As you might see in the discussion to the Review Request, we did
consider different approaches and tried to find a good solution. As you
are certainly aware the behavior of double click on close did not work
on Oxygen (and any other KCommonDecoration derived decoration) which is
a regression compared to KDE 3.x. The change in question addressed the
inconsistency between KCommonDecoration and KDecoration derived
decorations and fixed this long standing issue. Furthermore it is
unfortunately irrelevant whether other window managers and operating
systems can implement it correctly. To my knowledge KWin is the only Qt
based window manager. If you can point us to a window manager written in
Qt which can do that, I'm happy to look at their solution and apply the
solution. But based on the investigation it seems to be not possible.

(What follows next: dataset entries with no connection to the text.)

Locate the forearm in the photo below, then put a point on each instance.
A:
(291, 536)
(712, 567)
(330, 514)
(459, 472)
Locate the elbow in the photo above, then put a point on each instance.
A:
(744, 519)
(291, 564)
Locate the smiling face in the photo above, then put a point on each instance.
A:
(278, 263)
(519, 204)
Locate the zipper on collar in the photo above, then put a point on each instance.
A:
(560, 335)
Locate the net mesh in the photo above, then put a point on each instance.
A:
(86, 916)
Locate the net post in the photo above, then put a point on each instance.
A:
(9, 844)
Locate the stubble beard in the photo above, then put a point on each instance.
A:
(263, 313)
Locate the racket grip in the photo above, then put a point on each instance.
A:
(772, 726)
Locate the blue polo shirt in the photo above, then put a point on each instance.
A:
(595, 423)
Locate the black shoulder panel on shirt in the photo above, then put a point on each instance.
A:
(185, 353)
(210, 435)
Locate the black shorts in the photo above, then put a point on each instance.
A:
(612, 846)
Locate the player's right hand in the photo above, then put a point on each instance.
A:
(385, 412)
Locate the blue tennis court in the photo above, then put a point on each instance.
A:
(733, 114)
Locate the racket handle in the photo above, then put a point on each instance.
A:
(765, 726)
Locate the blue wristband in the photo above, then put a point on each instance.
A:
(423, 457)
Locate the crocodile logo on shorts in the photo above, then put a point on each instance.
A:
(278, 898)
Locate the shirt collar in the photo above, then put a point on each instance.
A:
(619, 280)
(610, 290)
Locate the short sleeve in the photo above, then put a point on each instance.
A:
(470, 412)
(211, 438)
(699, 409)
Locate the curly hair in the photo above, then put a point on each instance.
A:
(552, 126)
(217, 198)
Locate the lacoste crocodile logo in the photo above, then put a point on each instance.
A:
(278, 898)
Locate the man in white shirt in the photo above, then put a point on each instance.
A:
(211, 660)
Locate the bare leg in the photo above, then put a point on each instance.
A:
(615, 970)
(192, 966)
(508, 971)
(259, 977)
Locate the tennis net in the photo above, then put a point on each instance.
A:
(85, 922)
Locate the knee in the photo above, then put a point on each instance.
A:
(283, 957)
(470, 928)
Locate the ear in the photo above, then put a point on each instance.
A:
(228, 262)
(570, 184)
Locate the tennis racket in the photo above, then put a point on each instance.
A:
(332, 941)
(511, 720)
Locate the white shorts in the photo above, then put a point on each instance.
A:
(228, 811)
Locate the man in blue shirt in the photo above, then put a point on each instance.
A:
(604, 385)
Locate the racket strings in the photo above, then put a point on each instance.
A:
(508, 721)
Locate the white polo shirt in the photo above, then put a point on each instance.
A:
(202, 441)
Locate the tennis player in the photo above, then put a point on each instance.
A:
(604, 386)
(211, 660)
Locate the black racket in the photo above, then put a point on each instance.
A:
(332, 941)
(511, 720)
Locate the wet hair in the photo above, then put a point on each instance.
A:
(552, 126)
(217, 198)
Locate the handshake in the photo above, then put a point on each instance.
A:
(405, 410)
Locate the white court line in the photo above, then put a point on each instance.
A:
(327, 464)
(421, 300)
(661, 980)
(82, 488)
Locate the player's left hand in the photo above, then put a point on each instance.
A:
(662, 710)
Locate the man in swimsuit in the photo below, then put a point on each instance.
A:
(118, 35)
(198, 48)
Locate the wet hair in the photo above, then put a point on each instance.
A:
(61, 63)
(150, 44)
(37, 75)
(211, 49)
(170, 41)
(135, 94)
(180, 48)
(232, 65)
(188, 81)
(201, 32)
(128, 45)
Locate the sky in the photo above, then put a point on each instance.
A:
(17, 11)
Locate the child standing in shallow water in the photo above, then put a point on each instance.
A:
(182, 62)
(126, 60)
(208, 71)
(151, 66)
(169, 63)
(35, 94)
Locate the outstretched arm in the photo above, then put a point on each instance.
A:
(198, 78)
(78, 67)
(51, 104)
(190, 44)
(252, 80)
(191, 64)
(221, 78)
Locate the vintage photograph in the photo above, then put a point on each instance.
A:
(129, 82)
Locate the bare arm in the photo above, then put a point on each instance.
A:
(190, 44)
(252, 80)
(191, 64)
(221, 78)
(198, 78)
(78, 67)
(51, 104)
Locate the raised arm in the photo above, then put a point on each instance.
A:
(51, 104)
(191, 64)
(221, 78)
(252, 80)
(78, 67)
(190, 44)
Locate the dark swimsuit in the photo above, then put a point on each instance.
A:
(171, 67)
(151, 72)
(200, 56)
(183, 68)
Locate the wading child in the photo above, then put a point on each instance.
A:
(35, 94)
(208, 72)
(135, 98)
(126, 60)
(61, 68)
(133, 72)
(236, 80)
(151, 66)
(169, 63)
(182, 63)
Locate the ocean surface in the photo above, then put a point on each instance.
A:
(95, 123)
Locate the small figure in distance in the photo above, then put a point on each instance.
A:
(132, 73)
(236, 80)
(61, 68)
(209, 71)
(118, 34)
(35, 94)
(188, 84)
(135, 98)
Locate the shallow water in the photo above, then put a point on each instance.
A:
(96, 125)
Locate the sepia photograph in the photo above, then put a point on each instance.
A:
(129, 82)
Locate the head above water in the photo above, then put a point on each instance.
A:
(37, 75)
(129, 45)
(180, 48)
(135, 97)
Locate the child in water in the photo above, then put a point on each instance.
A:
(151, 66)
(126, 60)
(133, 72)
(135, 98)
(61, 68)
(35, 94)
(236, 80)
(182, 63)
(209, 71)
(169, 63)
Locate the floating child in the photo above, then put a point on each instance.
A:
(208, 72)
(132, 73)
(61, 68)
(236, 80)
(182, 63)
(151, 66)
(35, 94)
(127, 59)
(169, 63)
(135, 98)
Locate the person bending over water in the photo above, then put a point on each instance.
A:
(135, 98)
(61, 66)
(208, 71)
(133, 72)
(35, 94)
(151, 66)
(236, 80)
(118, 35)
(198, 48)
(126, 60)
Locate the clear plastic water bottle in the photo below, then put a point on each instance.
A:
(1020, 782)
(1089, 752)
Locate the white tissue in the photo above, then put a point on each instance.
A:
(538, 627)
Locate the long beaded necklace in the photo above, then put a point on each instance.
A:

I also want to point out, that there is no visual indication at all
that the icon is a menu at all. Requesting any visual changes are
therefore not possible and also out of scope to KWin as we do not
develop the decorations.
I also want to point out that in general there should not be any
problem of closing a window by accident due to trying to open the
window. If an application window closes without asking the user to save
unsaved data, it is an application problem. Everything else is an
annoyance but no real issue. Closing a window by accident is something
that can happen and cannot be prevented (also not the close button).
I also want to point out that it's still possible to open the window by
right click. If you see a problem just with the delay I recommend to
switch to right click.
If your concern is about the change in the behavior I want to thank you
for your concerns, but we considered the change and are aware of the
implications. The change has been in master for several months without
any feedback - neither positive nor negative. After beta you are the
second person to complain - both are extremely advanced users (other was
a complain on #kde-devel). We will see whether there is a real issue in
very short time. But personally I am very confident that there is no
issue and in worst case I might consider documenting it. In general the
user group which might be unhappy by that change, should be more than
happy that we still fix regressions compared to KDE 3.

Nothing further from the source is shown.